We next determined production of ddhCTP, the end product of CMPK2 and Viperin, with liquid chromatography followed by mass spectrometry (LC–MS) in IPEC-J2 cells previously transfected with mock or Viperin targeting siRNAs as previously described [35]. Consistent with the previous reports [36], ddhCTP level was significantly decreased with the knockdown of Viperin (S11C Fig). To clarify the relationship between CMPK2 and ddhCTP, we also determined ddhCTP production by LC–MS in IPEC-J2 cells with CMPK2 overexpression or knockout. As expected, ddhCTP level was significantly increased in IPEC-J2 cells with CMPK2 overexpression and substantially decreased with CMPK2 knockout (Fig 5D and 5E). To further analyzed the effect of ddhCTP on CMPK2 antiviral activity, IPEC-J2 cells were transfected with CMPK2 and empty vector, and a range of concentrations of nucleotide triphosphates (NTPs) were added to compete with ddhCTP and complement the loss of CTP. Even in the presence of CMPK2, expression levels of PEDV N and viral titers were restored with exogenous NTP supplementation (Fig 5F and 5G). Collectively, these results suggested that ddhCTP catalyzed by Viperin is required for CMPK2 restriction of PEDV replication.

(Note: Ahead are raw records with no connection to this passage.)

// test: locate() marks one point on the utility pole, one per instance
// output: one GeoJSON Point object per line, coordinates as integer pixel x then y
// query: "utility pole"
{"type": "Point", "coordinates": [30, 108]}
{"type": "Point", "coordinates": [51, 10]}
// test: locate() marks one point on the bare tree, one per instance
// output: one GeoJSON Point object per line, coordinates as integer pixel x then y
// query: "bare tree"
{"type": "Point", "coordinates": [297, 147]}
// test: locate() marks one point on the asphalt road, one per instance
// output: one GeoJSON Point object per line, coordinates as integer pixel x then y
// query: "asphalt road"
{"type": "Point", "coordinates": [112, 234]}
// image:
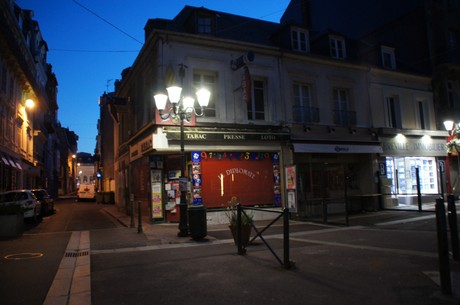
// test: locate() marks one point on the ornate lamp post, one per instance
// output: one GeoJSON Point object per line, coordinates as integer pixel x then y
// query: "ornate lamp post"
{"type": "Point", "coordinates": [182, 110]}
{"type": "Point", "coordinates": [453, 145]}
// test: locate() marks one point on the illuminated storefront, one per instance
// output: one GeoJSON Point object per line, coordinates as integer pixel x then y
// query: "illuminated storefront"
{"type": "Point", "coordinates": [405, 157]}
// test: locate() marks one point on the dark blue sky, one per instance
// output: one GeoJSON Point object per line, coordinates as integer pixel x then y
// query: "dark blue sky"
{"type": "Point", "coordinates": [91, 41]}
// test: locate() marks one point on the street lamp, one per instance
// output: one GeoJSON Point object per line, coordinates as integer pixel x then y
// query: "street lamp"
{"type": "Point", "coordinates": [182, 109]}
{"type": "Point", "coordinates": [453, 143]}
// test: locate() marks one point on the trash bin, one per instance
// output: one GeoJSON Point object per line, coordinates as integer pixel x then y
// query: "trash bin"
{"type": "Point", "coordinates": [99, 198]}
{"type": "Point", "coordinates": [197, 221]}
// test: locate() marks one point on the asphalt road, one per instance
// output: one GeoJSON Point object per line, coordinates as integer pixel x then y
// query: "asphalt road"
{"type": "Point", "coordinates": [379, 259]}
{"type": "Point", "coordinates": [29, 264]}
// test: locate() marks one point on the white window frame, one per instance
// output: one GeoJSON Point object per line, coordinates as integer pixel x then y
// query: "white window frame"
{"type": "Point", "coordinates": [337, 47]}
{"type": "Point", "coordinates": [423, 114]}
{"type": "Point", "coordinates": [204, 81]}
{"type": "Point", "coordinates": [251, 111]}
{"type": "Point", "coordinates": [393, 112]}
{"type": "Point", "coordinates": [302, 100]}
{"type": "Point", "coordinates": [300, 40]}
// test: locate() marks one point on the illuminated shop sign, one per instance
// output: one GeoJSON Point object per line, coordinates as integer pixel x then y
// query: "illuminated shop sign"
{"type": "Point", "coordinates": [252, 177]}
{"type": "Point", "coordinates": [227, 137]}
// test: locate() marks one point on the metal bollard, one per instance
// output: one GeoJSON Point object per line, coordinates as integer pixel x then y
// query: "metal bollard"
{"type": "Point", "coordinates": [132, 214]}
{"type": "Point", "coordinates": [139, 212]}
{"type": "Point", "coordinates": [287, 261]}
{"type": "Point", "coordinates": [443, 251]}
{"type": "Point", "coordinates": [452, 219]}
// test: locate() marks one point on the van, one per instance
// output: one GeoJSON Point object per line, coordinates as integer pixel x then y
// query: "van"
{"type": "Point", "coordinates": [86, 192]}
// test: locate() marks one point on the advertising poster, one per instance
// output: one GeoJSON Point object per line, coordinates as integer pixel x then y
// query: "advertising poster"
{"type": "Point", "coordinates": [291, 187]}
{"type": "Point", "coordinates": [156, 191]}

Amino acids 259–266 and D330 are essential for the antiviral activity of CMPK2
Thus far, our data have implicated that CMPK2 inhibition of viral replication correlates with the cytidine monophosphate kinase activity, which provides CTP for Viperin to catalyze the production of ddhCTP. To pinpoint the region of CMPK2 required for the antiviral activity, the amino acid sequences of CMPK2 across different species were analyzed. We identified a stretch of amino acids -GLDATGKT- (259–266 aa) that is highly conserved in full-length CMPK2 across different species, implicating this region to be a predicted AKD for further examination (Fig 6A and S12A Fig). To verify the functional relevance of CMPK2 AKD to ddhCTP production, we constructed an AKD deletion mutant (pCMPK2-ΔAKD-HA), which we introduced into IPEC-J2 cells followed by LC–MS analysis. The results demonstrated that the AKD of CMPK2 is crucial for ddhCTP production (S13 Fig).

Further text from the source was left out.